Monday, May 22, 2006

Once again, my public makes their wishes known. You are an inquisitive lot!
Here it is- the FAQ for yesterday’s entry.

Q: What songs did you sing? Hymns? Folksongs?
A: Well, yes, sort of. They were almost all in French and were modern Catholic worship songs. When I say “modern”, I don’t mean like US Evangelist music (The Newsboys, Rebecca St James and their rocking-out brethren ). The best description is: I sounded like the Singing Nun. You remember that “Dominique-nique-nique” song and the nun strumming her guitar? It sounded like that. Not terribly “cool”, I have to admit. Luckily, I am unconcerned by “cool”, as my eldest daughter so often informs me. (BTW-I just asked a 40-something American friend if she remembered the Singing Nun. She said "Yes! I LOVED her! Sally Field, right?" No dear, that was the FLYING nun. It's different.)
The final song was partly in some Zairian language. Translated into French, it meant in part: “We are all the children of the same Father. We will one day see the glory of God.” That's what I was told, anyway. It COULD have been about dead puppies and satanic rituals, set to a perky arrangement.

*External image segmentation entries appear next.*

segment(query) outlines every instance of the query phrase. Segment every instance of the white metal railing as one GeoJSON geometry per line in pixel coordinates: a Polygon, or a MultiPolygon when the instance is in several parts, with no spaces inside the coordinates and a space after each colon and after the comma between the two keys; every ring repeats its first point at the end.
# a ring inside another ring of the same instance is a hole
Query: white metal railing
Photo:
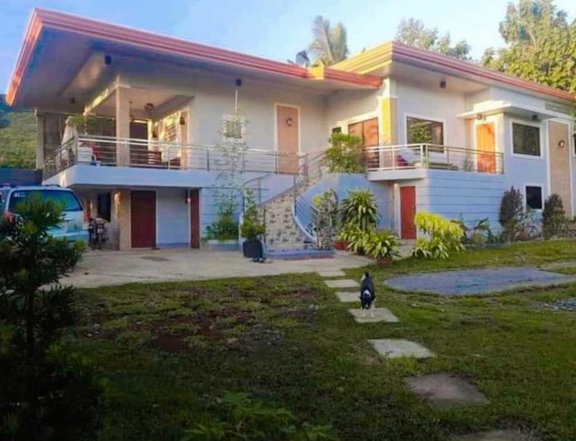
{"type": "Polygon", "coordinates": [[[405,144],[366,149],[369,172],[385,170],[435,169],[502,174],[501,152],[438,144],[405,144]]]}
{"type": "Polygon", "coordinates": [[[176,170],[225,170],[297,175],[306,154],[239,149],[231,157],[215,146],[197,146],[113,136],[79,136],[68,140],[45,161],[45,177],[76,164],[176,170]],[[241,164],[238,164],[240,158],[241,164]],[[231,161],[235,161],[232,165],[231,161]]]}

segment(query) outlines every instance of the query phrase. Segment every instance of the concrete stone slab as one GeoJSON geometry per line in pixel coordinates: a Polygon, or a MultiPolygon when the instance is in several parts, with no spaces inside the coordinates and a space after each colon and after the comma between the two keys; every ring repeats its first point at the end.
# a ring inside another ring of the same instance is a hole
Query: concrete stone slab
{"type": "Polygon", "coordinates": [[[330,279],[332,277],[346,277],[346,273],[342,270],[318,271],[318,275],[320,277],[325,277],[327,279],[330,279]]]}
{"type": "Polygon", "coordinates": [[[410,377],[406,384],[413,392],[437,407],[487,404],[488,399],[476,386],[451,374],[410,377]]]}
{"type": "Polygon", "coordinates": [[[358,282],[352,279],[324,280],[328,288],[360,288],[358,282]]]}
{"type": "Polygon", "coordinates": [[[336,296],[338,297],[338,300],[340,300],[342,303],[357,302],[358,304],[360,304],[360,293],[357,293],[355,291],[338,291],[336,293],[336,296]]]}
{"type": "Polygon", "coordinates": [[[538,441],[533,435],[527,435],[517,430],[492,430],[489,432],[470,433],[453,436],[451,441],[538,441]]]}
{"type": "Polygon", "coordinates": [[[398,317],[390,312],[390,310],[386,308],[375,308],[374,309],[374,317],[372,317],[372,311],[364,312],[362,309],[349,309],[348,312],[352,314],[354,320],[357,323],[378,323],[378,322],[388,322],[388,323],[397,323],[398,317]],[[362,317],[363,315],[366,317],[362,317]]]}
{"type": "Polygon", "coordinates": [[[414,274],[393,277],[385,283],[398,291],[465,296],[576,283],[576,277],[533,267],[513,267],[414,274]]]}
{"type": "Polygon", "coordinates": [[[410,341],[398,339],[368,340],[382,357],[384,358],[428,358],[434,357],[434,353],[424,346],[410,341]]]}

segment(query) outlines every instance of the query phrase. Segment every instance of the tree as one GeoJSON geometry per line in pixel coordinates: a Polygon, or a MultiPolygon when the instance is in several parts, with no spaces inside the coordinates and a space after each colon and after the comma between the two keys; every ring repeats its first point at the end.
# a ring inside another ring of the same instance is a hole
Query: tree
{"type": "Polygon", "coordinates": [[[346,28],[342,23],[332,26],[330,22],[318,15],[312,23],[312,42],[308,49],[296,54],[296,63],[330,66],[345,60],[348,56],[346,28]]]}
{"type": "Polygon", "coordinates": [[[500,35],[506,47],[487,49],[484,66],[576,93],[576,21],[553,0],[510,3],[500,35]]]}
{"type": "Polygon", "coordinates": [[[17,211],[0,221],[0,439],[94,439],[100,385],[60,342],[79,314],[59,279],[82,247],[49,235],[62,219],[53,201],[17,211]]]}
{"type": "Polygon", "coordinates": [[[398,25],[396,41],[409,46],[438,52],[461,60],[470,59],[470,45],[466,40],[452,45],[449,33],[440,36],[438,28],[427,28],[422,20],[404,19],[398,25]]]}

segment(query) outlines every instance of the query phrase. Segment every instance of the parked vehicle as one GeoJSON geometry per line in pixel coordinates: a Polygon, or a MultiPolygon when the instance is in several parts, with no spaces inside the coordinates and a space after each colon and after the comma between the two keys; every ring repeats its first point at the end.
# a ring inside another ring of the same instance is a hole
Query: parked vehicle
{"type": "Polygon", "coordinates": [[[18,215],[18,205],[32,195],[41,200],[60,202],[64,206],[62,222],[50,229],[54,237],[64,238],[70,242],[88,243],[88,227],[84,225],[82,204],[69,188],[57,186],[0,187],[0,216],[18,215]]]}

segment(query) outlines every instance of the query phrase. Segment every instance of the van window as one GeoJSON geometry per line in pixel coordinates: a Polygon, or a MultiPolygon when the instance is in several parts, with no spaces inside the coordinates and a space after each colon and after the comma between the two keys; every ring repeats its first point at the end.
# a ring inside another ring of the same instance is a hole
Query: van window
{"type": "Polygon", "coordinates": [[[82,211],[76,195],[65,190],[16,190],[10,195],[8,211],[18,213],[18,204],[31,195],[38,195],[42,201],[60,202],[64,206],[64,211],[82,211]]]}

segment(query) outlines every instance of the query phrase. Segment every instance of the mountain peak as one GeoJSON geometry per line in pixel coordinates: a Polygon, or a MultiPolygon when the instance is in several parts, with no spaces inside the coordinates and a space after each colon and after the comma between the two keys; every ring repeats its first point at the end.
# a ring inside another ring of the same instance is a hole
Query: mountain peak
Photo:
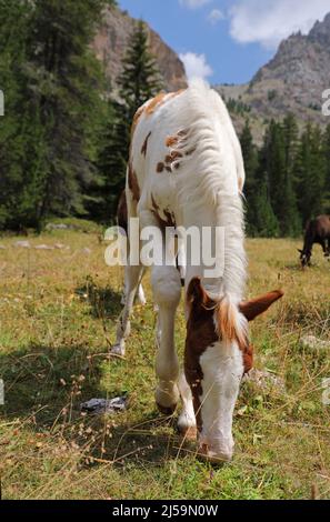
{"type": "Polygon", "coordinates": [[[330,46],[330,12],[326,16],[322,22],[317,21],[311,29],[309,40],[320,44],[330,46]]]}

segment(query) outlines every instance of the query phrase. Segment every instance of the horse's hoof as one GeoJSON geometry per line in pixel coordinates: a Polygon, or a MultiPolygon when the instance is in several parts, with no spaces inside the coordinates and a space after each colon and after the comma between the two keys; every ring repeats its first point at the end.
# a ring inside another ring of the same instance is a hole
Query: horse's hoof
{"type": "Polygon", "coordinates": [[[184,441],[196,441],[197,439],[197,428],[196,426],[180,426],[178,425],[180,435],[184,441]]]}
{"type": "Polygon", "coordinates": [[[174,411],[177,410],[177,404],[172,404],[170,406],[162,406],[159,402],[157,402],[156,404],[160,413],[166,416],[172,415],[174,411]]]}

Q. What kind of back-up did you have?
A. There was an electric piano, a guitarist (acoustic, to get the full Singing Nun-effect going) and a djembé player. The University chorale sang on some of the songs.
One number was a duet with Sylvain, the guitarist.

Q. What did you wear?
A. I wore bright turquoise capri pants with a long gauze tunic over them. The tunic was also turquoise and embroidered with gold threads and sequins. No doubt it sounds a bit flashy for a church where you are, but here I fit it pretty well.
What people wear to church here is rather interesting. You can divide nearly everyone up into three basic groups:
1. The Europeans: Very dull bunch. They will wear old, everyday clothes. Not jeans, of course, but dull colored, loose linen dresses are common. The men dress nicely- no t-shirts, but no suits, either, even on big occasions. Boring.
2. The Africans: The dress as nicely as they can afford. The men are in suits, or bright-colored shirts. The women dress to the nines in impeccably tailored outfits in eye-popping patterns. There is always a matching headscarf or shawl. Very uncomfortable-looking shoes are required for both men and women.
3. The Lebanese: The women are always dressed for the evening- even to pick up the kids at school. So, no surprise that they really go over the top for big events. The clothes are very tight and very sparkly. Gold accessories and plenty of them is typical. The men are more middle of the road. Not as showy as the African men, but less sloppy than the Europeans.
Then there’s me- as ever, the odd one out. I am French by marriage, of course, but the clothes are just too boring. So I have a sort of hybrid Euro-Africo-Lebano-American style that I have developed. It consists of:
Bright colors
Glitter, beading, etc. are acceptable
No skirts that bare the knee (inappropriate by local standards),
No pants unless covered by a tunic,
Comfortable shoes (that’s the American part)

Q. Were you any good?
A. I guess I didn’t humiliate myself. At the end of the service there was a “special thank-you” to Beth Jacob, our soloist. A couple of friends came over afterwards to say nice things, but my biggest fan was Mallory. She thought I was fabulous.
I know I could have done better, but that’s how it always goes….. The President did not come by to congratulate me, but I can live with that.

Q. Has the service been on the news yet?
A. No word on that front. We don’t have out TV hooked up, so I never see the news. If no news really is good news, I get plenty of it. No wonder I'm such a happy person!